Can this translate to a regional theater?
Escalante and Silva look a little confused when I ask this. Was I suggesting that there is anything wrong with aging?
“The roles are certainly going to be different,” Silva finally says. “Luckily they’ve been really challenging and wonderful so far.”
Escalante says she is looking forward to the older, meatier roles. “During my four years of college, I was always cast as much more mature women,” she says. “Since I got out of school I keep playing younger and younger roles. My first professional role was a 17-year-old, and I was like, ‘Oh my god, I don’t know how to play someone my own age.’ So I have to rework my brain, especially playing Juliet, who is 13.”
Does it get Escalante down to think about playing the ingénue for the next ten years?
“Yes and no.” She grabs her cheeks and mocks an admirer saying, “Oh, you’re so cute, you’ve got such a baby face.” Suddenly straight again, Escalante says, “I just never thought of myself that way, but I’m excited for whatever. Throw it at me, I’ll do it.”
Changing What’s Possible
Young women have been on the edge of their seats with excitement while watching last year’s Julius Caesar and this year’s Romeo and Juliet. While advancing their own careers, Escalante and Silva are advancing opportunities for the next generation of theater artists as well.

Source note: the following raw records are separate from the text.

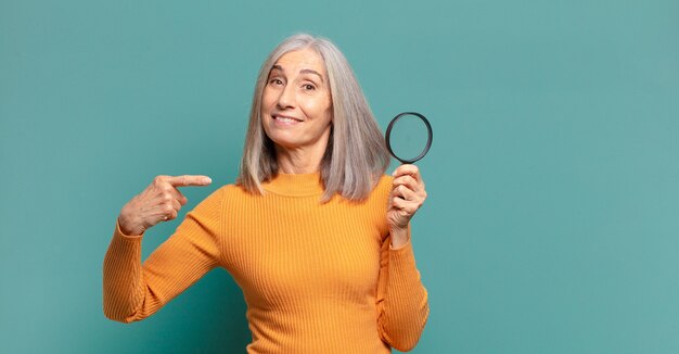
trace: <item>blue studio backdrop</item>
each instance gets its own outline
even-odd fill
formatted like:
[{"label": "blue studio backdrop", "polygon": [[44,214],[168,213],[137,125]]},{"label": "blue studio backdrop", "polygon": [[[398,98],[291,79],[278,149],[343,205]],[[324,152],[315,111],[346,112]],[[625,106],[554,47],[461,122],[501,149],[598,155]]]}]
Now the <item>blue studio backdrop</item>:
[{"label": "blue studio backdrop", "polygon": [[[123,325],[103,315],[102,263],[154,176],[213,178],[184,189],[180,219],[234,181],[257,71],[308,31],[344,51],[382,129],[411,110],[434,127],[414,353],[678,353],[677,14],[669,0],[0,0],[0,352],[244,352],[223,269]],[[178,223],[150,230],[143,257]]]}]

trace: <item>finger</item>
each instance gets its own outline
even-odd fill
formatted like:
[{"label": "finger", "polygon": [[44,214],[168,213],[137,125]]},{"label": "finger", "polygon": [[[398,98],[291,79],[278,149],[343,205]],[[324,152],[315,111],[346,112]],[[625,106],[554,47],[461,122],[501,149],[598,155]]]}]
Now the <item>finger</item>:
[{"label": "finger", "polygon": [[394,176],[395,178],[398,178],[405,175],[412,176],[412,178],[414,178],[418,182],[422,181],[422,177],[420,176],[420,168],[418,168],[418,166],[415,165],[409,165],[409,164],[400,165],[392,174],[392,176]]},{"label": "finger", "polygon": [[418,204],[409,202],[400,197],[394,197],[392,204],[395,208],[406,213],[406,215],[412,216],[418,211]]},{"label": "finger", "polygon": [[212,178],[202,175],[167,176],[165,181],[172,185],[172,187],[201,187],[213,182]]},{"label": "finger", "polygon": [[179,205],[184,205],[189,201],[177,188],[165,184],[159,188],[157,198],[161,200],[161,203],[171,203],[176,201]]}]

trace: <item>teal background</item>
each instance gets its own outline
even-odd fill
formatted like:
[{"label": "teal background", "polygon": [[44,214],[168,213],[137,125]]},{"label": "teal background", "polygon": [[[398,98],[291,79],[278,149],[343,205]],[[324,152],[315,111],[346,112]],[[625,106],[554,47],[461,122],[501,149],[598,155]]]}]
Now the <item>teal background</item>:
[{"label": "teal background", "polygon": [[[679,2],[0,1],[0,349],[243,352],[215,270],[144,321],[102,313],[120,207],[158,174],[234,180],[283,38],[345,52],[384,129],[434,126],[414,353],[679,352]],[[182,213],[183,215],[183,213]],[[178,225],[148,232],[144,257]]]}]

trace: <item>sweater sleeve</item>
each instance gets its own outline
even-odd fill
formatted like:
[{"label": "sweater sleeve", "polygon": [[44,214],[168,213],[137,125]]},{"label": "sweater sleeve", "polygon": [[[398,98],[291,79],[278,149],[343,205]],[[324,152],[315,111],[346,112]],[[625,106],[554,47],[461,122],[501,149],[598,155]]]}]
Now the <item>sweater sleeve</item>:
[{"label": "sweater sleeve", "polygon": [[392,249],[390,241],[388,237],[382,244],[377,327],[384,342],[408,352],[418,344],[428,318],[427,292],[415,267],[411,242]]},{"label": "sweater sleeve", "polygon": [[116,223],[104,257],[104,315],[126,324],[141,320],[217,267],[221,200],[222,189],[203,200],[143,265],[143,236],[126,236]]}]

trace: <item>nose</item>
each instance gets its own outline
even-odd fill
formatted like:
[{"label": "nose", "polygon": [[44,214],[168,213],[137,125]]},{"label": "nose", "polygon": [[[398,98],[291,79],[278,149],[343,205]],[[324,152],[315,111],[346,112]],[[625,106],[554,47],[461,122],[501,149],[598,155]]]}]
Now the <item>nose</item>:
[{"label": "nose", "polygon": [[280,110],[295,108],[295,89],[293,85],[285,85],[278,97],[278,108]]}]

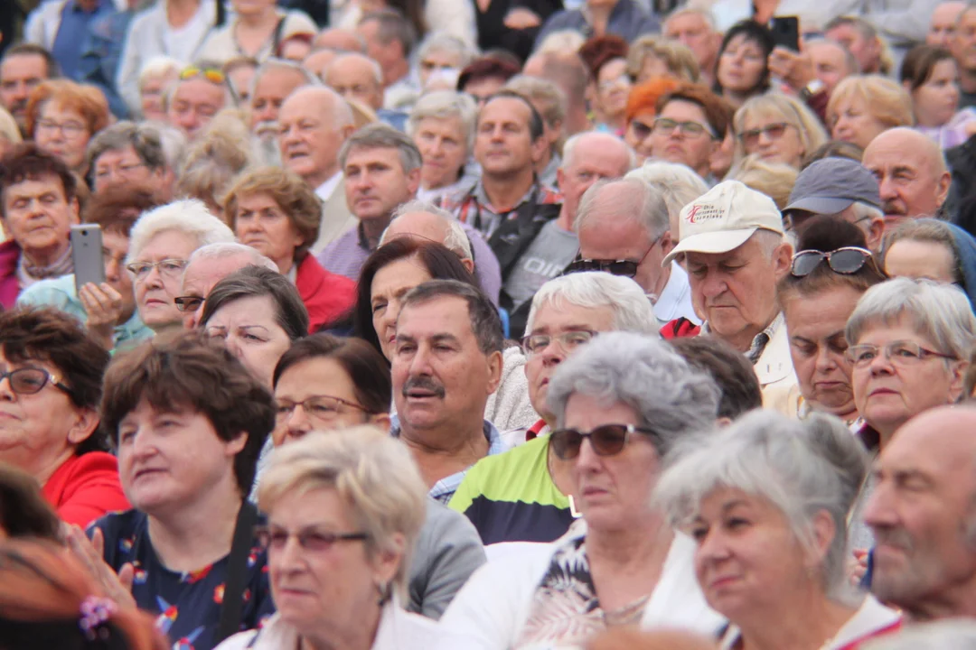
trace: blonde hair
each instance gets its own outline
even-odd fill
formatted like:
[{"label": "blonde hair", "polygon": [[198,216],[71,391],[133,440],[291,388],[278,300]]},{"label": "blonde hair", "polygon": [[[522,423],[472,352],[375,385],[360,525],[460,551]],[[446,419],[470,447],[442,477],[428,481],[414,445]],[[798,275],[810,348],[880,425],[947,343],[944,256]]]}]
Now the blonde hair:
[{"label": "blonde hair", "polygon": [[630,44],[627,55],[628,74],[637,79],[644,66],[644,59],[651,56],[663,60],[668,71],[676,79],[697,83],[701,78],[701,69],[694,53],[682,43],[660,36],[641,36]]},{"label": "blonde hair", "polygon": [[408,558],[427,516],[427,486],[407,447],[375,427],[312,433],[274,450],[258,487],[263,512],[273,516],[286,495],[334,489],[367,535],[366,552],[395,552],[405,541],[392,586],[403,595]]},{"label": "blonde hair", "polygon": [[782,210],[790,204],[790,193],[798,175],[799,171],[791,165],[770,163],[752,154],[734,165],[725,180],[738,180],[746,187],[765,194]]},{"label": "blonde hair", "polygon": [[799,141],[803,146],[802,156],[816,151],[830,139],[827,131],[813,111],[802,101],[789,95],[766,93],[746,100],[732,119],[735,130],[735,155],[732,163],[735,165],[746,157],[746,145],[738,137],[746,130],[746,119],[752,115],[779,115],[785,122],[796,128]]},{"label": "blonde hair", "polygon": [[887,77],[877,74],[847,77],[834,89],[827,102],[827,124],[833,128],[836,121],[837,104],[857,97],[874,119],[889,129],[911,127],[915,124],[912,96],[908,91]]}]

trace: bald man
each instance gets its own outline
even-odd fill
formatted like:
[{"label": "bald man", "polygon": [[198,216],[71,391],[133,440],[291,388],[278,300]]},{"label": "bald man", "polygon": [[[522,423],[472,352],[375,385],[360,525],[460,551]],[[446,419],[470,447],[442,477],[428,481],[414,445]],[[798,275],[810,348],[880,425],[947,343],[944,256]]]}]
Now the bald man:
[{"label": "bald man", "polygon": [[909,420],[881,450],[865,509],[871,589],[909,622],[976,616],[976,406]]},{"label": "bald man", "polygon": [[339,150],[355,126],[346,99],[331,88],[304,86],[278,113],[282,166],[302,176],[322,200],[322,223],[311,247],[317,254],[358,221],[346,204]]},{"label": "bald man", "polygon": [[905,219],[940,215],[952,176],[930,137],[907,127],[889,129],[864,150],[863,164],[877,178],[886,230]]}]

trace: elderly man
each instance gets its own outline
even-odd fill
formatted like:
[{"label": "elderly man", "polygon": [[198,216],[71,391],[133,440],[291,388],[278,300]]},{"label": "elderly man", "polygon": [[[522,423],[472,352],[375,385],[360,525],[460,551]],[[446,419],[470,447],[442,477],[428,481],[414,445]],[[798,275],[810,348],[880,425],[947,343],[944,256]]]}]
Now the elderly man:
[{"label": "elderly man", "polygon": [[864,150],[864,166],[877,178],[885,228],[908,218],[939,216],[952,175],[942,149],[914,129],[889,129]]},{"label": "elderly man", "polygon": [[703,81],[712,84],[722,42],[721,32],[715,31],[712,12],[694,7],[676,9],[665,20],[664,35],[691,50]]},{"label": "elderly man", "polygon": [[202,62],[185,67],[172,87],[166,119],[187,140],[196,139],[215,115],[234,105],[230,86],[219,67]]},{"label": "elderly man", "polygon": [[397,237],[416,237],[443,244],[461,258],[468,271],[477,276],[481,290],[498,304],[502,271],[495,253],[474,228],[461,223],[450,212],[433,204],[410,201],[393,212],[392,220],[380,239],[380,246]]},{"label": "elderly man", "polygon": [[450,501],[468,470],[508,446],[484,419],[502,375],[502,323],[484,293],[453,280],[404,298],[391,361],[399,422],[430,496]]},{"label": "elderly man", "polygon": [[51,54],[33,43],[15,45],[0,59],[0,106],[14,116],[21,131],[26,129],[30,92],[54,77],[57,67]]},{"label": "elderly man", "polygon": [[790,340],[776,285],[790,272],[793,247],[772,199],[726,180],[681,210],[680,242],[664,263],[680,256],[688,270],[702,333],[745,354],[755,368],[763,403],[795,385]]},{"label": "elderly man", "polygon": [[278,145],[286,170],[302,176],[322,200],[322,223],[311,252],[321,252],[356,224],[346,204],[337,154],[355,130],[352,111],[330,88],[299,88],[281,104]]},{"label": "elderly man", "polygon": [[643,180],[601,180],[587,190],[576,215],[580,259],[570,269],[632,278],[654,303],[658,325],[676,319],[700,323],[688,276],[663,264],[671,248],[668,207]]},{"label": "elderly man", "polygon": [[783,210],[788,230],[797,235],[810,217],[832,214],[864,231],[868,248],[881,251],[884,212],[877,180],[865,167],[846,158],[826,158],[800,172]]},{"label": "elderly man", "polygon": [[176,298],[177,309],[183,315],[184,328],[193,329],[199,325],[210,289],[245,266],[263,266],[278,271],[277,264],[269,258],[237,242],[208,244],[193,251],[183,269],[183,286]]},{"label": "elderly man", "polygon": [[74,269],[68,233],[78,223],[75,179],[60,158],[33,143],[0,160],[0,306],[11,309],[21,289]]},{"label": "elderly man", "polygon": [[358,280],[363,262],[379,246],[393,211],[417,194],[421,152],[392,127],[370,124],[346,141],[339,162],[346,202],[358,223],[327,246],[318,261],[327,271]]},{"label": "elderly man", "polygon": [[872,592],[908,623],[976,616],[976,408],[924,411],[881,449],[865,509]]}]

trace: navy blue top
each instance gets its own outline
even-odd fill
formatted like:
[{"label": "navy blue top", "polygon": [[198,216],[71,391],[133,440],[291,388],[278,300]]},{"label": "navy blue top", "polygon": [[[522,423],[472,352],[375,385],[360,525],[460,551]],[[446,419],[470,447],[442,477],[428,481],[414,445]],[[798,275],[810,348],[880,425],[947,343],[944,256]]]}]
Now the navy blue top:
[{"label": "navy blue top", "polygon": [[[149,541],[148,517],[130,510],[95,523],[105,537],[105,562],[118,571],[136,569],[132,594],[139,608],[156,615],[156,627],[169,635],[174,650],[211,650],[221,623],[228,557],[198,571],[179,573],[163,566]],[[267,557],[257,544],[248,557],[241,630],[257,628],[274,612]]]}]

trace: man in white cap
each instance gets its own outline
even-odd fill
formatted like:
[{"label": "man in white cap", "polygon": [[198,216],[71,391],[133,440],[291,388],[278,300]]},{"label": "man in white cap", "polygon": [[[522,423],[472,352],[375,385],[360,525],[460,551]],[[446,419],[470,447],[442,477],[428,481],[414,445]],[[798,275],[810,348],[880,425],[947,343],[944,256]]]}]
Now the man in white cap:
[{"label": "man in white cap", "polygon": [[759,378],[763,404],[778,407],[796,377],[776,301],[793,247],[784,238],[776,204],[727,180],[681,210],[678,232],[678,245],[664,264],[683,257],[695,311],[705,317],[701,333],[746,355]]}]

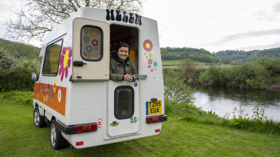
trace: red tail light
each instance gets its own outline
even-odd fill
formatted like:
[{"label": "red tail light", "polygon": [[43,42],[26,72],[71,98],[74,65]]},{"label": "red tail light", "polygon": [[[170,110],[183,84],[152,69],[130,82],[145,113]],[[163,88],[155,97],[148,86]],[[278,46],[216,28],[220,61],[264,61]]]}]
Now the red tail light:
[{"label": "red tail light", "polygon": [[83,145],[83,141],[79,141],[76,143],[76,146],[82,146]]},{"label": "red tail light", "polygon": [[97,131],[97,124],[76,126],[76,133],[92,132]]},{"label": "red tail light", "polygon": [[146,117],[146,123],[152,124],[152,123],[157,123],[162,121],[162,116],[155,116],[155,117]]}]

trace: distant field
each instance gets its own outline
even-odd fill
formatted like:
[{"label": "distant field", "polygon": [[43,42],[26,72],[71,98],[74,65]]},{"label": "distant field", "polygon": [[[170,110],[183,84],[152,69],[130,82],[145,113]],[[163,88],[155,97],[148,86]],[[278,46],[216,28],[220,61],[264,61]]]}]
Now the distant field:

Speaking of Julius Caesar, Silva says, “The girls would go crazy. I love that. To play the title character was a big step. Some people were fine with it, some were not convinced, but I loved that the girls would really get a kick out of that. It’s a huge step in confidence about who you are, what you can achieve, what’s possible. What’s possible is changing, and that’s exciting.”
Escalante says she’s been moved and excited about inspiring a younger generation of Latinos. “Many of the discussions I’ve done have been with groups of Latino students,” she says. “I see a lot of kids like the kids I went to high school with, some of them who got into so much trouble. I see myself in those groups, the tight pants that I used to wear and the big hoop earrings, all the makeup. And you see them becoming really interested in Shakespeare.”
Escalante smiles reflectively. “When I was in college,” she continues, “I strayed away from the Latino image. I didn’t want to be classified as a Latina actress. I wanted to be an actress. Once I got out of college I realized what an asset that was. It’s braver to take on the responsibility of saying I will help to represent a people in a positive light.”
A Long Road
Refraining from lighting up a Virginia Slims, I have to note that they have come a long way. Yet along with Tanya Saracho’s script, there are plans at next year’s OSF to stage My Fair Lady, Taming of the Shrew and A Streetcar Named Desire, none of which hold my favorite portrayals of female power. Is it too early to thank the world for getting more enlightened? Or can OSF work their magic with these scripts as well?